Credit Risk Transfer

This version

BCBS  | 
18 March 2005
Status:  Superseded
PDF full text
 |  103 pages
Topics: Credit risk


The attached report responds to a request by the Financial Stability Forum (FSF) for the Joint Forum to undertake a review of credit risk transfer (CRT) activity. The report was prepared by the Joint Forum's Working Group on Risk Assessment and Capital on the basis of a number of interviews and discussions with market participants. The report was issued on a consultative basis in October 2004. This final version reflects comments and suggestions received during the consultation process, but does not seek to provide a comprehensive update of the market information contained in the report. The key points raised during the consultation process are described at the end of this Summary.

The September 2003 FSF discussions noted the importance of considering the financial stability issues that could be associated with CRT activity and highlighted three issues in particular: (1) whether the instruments/transactions accomplish a clean risk transfer, (2) the degree to which CRT market participants understand the risks involved, and (3) whether CRT activities are leading to undue concentrations of credit risk inside or outside the regulated financial sector. Additionally, the FSF asked whether there is a need for enhanced reporting to supervisors and improved public disclosures by regulated institutions, as well as whether there is a need for further information on credit risks that are transferred to nonregulated institutions. These questions are addressed below.

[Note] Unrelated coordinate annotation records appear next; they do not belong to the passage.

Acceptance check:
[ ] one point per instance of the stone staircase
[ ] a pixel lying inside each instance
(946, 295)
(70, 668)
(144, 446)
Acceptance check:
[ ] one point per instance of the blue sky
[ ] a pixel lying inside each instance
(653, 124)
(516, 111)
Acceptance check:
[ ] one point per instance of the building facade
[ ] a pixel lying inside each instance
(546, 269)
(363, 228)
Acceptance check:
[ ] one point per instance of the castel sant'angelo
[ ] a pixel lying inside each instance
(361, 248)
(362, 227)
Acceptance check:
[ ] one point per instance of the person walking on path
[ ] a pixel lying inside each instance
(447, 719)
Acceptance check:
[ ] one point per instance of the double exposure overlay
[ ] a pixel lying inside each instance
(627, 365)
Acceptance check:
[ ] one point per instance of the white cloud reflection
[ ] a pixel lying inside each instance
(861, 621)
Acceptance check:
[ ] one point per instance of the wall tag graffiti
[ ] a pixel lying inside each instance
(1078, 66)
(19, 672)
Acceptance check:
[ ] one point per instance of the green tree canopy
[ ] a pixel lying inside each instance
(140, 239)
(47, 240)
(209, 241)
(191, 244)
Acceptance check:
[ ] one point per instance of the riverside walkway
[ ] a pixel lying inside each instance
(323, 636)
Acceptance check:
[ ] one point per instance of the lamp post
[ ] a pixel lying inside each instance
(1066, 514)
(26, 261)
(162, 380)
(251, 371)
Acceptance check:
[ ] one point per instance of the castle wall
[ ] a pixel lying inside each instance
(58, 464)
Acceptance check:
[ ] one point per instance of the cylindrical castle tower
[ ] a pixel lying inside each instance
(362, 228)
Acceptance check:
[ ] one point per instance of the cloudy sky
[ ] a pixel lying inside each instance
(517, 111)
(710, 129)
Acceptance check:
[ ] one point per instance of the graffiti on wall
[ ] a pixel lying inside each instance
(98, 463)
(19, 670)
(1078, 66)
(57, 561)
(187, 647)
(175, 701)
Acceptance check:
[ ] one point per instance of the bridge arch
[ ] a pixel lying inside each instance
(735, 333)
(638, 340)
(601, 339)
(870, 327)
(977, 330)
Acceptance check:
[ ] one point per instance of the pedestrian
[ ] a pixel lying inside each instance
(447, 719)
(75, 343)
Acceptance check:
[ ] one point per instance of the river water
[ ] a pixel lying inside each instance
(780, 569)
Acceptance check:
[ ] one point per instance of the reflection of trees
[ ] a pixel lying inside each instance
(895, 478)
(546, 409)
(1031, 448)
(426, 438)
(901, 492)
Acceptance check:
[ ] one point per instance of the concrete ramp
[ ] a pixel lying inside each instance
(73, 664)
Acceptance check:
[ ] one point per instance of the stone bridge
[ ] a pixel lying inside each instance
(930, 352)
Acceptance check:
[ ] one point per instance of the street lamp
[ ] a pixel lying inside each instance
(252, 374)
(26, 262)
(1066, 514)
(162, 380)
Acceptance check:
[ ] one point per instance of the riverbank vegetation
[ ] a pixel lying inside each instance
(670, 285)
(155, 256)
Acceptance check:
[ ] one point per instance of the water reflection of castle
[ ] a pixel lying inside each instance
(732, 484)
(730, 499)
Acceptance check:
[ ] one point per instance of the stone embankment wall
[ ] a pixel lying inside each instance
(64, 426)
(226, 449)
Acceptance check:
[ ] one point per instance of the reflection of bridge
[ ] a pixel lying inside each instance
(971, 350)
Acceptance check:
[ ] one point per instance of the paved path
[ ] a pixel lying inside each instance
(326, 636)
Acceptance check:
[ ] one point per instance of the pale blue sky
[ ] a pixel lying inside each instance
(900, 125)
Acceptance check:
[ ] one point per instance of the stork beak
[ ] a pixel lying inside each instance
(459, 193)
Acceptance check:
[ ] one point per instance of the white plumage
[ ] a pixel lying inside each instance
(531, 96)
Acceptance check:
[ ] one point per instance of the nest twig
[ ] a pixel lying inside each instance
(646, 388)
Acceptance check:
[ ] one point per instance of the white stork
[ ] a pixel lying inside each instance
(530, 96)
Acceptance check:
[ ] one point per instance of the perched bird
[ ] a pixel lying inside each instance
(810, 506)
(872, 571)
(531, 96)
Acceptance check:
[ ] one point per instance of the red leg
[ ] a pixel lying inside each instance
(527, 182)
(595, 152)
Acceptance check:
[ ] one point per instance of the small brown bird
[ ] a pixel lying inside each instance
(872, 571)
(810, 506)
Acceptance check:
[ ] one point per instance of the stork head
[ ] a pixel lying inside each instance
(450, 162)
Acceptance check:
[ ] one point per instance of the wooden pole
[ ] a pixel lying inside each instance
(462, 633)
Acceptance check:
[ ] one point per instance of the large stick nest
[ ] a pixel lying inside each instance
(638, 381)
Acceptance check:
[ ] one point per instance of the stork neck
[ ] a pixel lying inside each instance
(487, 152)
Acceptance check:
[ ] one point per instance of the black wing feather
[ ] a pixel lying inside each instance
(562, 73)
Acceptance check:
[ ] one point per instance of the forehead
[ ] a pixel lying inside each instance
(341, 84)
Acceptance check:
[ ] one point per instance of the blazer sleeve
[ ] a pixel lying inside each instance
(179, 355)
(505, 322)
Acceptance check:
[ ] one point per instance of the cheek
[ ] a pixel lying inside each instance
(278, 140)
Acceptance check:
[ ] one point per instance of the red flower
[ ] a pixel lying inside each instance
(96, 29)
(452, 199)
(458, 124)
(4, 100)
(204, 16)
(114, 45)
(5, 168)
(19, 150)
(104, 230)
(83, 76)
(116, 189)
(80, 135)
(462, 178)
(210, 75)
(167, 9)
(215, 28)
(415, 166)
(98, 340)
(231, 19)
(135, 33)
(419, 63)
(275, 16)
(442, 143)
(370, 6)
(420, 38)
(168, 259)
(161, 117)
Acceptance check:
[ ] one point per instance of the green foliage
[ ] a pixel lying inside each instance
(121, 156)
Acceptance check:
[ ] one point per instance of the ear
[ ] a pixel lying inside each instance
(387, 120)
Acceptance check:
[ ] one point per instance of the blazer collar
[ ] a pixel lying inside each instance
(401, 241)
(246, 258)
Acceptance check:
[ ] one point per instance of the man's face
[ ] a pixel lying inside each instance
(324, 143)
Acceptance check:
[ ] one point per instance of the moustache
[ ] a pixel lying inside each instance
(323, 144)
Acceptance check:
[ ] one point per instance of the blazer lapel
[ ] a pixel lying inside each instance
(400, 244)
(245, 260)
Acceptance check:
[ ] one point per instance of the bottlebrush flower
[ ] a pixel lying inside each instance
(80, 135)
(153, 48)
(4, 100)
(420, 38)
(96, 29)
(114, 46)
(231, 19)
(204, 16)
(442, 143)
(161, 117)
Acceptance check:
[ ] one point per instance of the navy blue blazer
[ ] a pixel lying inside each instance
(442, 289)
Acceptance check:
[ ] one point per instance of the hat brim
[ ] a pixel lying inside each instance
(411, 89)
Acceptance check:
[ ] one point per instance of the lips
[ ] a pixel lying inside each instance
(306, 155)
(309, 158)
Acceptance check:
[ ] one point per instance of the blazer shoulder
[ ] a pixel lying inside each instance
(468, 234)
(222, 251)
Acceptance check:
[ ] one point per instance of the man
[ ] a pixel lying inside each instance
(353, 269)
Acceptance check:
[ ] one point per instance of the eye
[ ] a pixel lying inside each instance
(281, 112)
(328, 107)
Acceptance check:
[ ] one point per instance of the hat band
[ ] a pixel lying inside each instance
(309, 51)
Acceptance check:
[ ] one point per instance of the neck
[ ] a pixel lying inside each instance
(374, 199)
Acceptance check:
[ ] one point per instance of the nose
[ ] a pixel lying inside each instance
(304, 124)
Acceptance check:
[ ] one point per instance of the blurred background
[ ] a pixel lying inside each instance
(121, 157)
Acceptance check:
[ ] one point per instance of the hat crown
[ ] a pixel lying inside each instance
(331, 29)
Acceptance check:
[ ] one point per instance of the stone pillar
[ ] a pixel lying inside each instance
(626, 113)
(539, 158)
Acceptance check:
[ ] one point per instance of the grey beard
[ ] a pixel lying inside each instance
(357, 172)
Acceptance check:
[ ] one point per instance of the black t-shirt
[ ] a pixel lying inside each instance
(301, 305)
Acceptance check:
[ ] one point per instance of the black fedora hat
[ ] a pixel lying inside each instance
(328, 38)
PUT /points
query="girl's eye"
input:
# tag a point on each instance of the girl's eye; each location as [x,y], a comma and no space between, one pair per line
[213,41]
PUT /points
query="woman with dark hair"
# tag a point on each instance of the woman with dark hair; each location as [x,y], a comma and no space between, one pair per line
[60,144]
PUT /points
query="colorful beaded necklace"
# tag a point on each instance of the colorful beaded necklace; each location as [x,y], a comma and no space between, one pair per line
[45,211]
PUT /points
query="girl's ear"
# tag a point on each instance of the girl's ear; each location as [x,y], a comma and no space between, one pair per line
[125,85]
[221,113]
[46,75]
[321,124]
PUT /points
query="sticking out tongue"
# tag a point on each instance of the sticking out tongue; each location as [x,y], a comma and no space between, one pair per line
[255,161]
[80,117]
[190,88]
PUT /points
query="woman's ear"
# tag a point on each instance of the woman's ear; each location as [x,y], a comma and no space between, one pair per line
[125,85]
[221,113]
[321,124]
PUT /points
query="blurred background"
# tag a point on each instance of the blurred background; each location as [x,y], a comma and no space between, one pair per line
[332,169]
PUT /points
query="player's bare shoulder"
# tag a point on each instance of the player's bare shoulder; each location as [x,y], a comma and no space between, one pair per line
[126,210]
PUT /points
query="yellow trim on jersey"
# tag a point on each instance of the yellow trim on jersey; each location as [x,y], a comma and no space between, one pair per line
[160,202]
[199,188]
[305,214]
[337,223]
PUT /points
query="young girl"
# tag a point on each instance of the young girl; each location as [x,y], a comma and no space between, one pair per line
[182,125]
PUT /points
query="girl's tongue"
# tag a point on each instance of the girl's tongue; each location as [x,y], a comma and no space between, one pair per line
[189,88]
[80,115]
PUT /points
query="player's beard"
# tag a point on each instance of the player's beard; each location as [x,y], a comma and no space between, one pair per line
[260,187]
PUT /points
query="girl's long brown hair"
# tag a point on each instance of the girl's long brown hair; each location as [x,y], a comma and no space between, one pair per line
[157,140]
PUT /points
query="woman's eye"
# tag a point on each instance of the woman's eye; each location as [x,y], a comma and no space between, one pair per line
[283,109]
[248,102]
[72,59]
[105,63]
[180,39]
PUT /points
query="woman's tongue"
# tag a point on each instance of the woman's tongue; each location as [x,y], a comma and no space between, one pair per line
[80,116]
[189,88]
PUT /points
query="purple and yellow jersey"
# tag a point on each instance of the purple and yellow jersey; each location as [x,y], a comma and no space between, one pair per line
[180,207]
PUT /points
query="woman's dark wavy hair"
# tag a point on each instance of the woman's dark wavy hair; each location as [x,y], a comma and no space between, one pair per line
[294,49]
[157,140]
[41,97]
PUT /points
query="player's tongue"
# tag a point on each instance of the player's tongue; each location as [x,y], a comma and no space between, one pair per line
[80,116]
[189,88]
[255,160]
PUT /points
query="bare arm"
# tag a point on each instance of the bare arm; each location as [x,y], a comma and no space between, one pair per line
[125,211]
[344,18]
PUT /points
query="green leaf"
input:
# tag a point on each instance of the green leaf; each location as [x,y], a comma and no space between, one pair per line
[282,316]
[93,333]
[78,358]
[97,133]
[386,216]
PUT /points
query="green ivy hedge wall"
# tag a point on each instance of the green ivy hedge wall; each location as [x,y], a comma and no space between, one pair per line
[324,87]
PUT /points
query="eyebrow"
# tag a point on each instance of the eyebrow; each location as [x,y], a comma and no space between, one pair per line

The Working Group has undertaken efforts to coordinate with similar projects that have been initiated within the European Union. In particular, the Working Group has benefited from direct participation by individuals closely involved in the efforts of the European Central Bank's Bank Supervision Committee (BSC) and the Committee of European Insurance and Occupational Pension Supervisors (CEIOPS). The Working Group also has been in contact with a representative of the Committee of European Securities Regulators (CESR) to ensure mutual knowledge of the respective projects. On the basis of these liaison activities, the Working Group believes that the products of these various efforts will be complementary.

By way of background, it is clear that credit risk transfer, including such transactions as loan guarantees, has a long history. In recent decades, loan syndication and securitisation activities experienced significant growth. The present report, however, focuses more narrowly on the newest forms of CRT, in particular on those activities associated with credit derivatives. The first credit derivatives transactions took place among a handful of pioneering banks in the early 1990's, with significant growth occurring since the latter part of that decade.

The report concludes that CRT activity (defined as indicated in the context of credit derivative-related transactions) has been developing at a rapid rate characterised by significant product innovation, an increasing number of market participants, growth in overall transaction volumes, and perceived continued profit opportunities for financial intermediaries. The report further concludes that continued development of the CRT market offers potential benefits in the form of more liquid and efficient markets for the transfer of credit risk. In this context, the Working Group believes that the most important high-level issues associated with these developments relate to the need for market participants to continue improving risk management capabilities and for supervisors and regulators to continue improving their understanding of the associated issues. Accordingly, the report contains a series of recommendations for market participants and supervisors in the areas of risk management, disclosure, and supervisory approaches. The recommendations specifically address the additional questions raised by the FSF in relation to reporting and disclosure.

The remainder of this summary focuses first on the three specific issues highlighted above. It then briefly discusses some of the financial stability aspects considered in the report and concludes with a summary of the recommendations included in the report.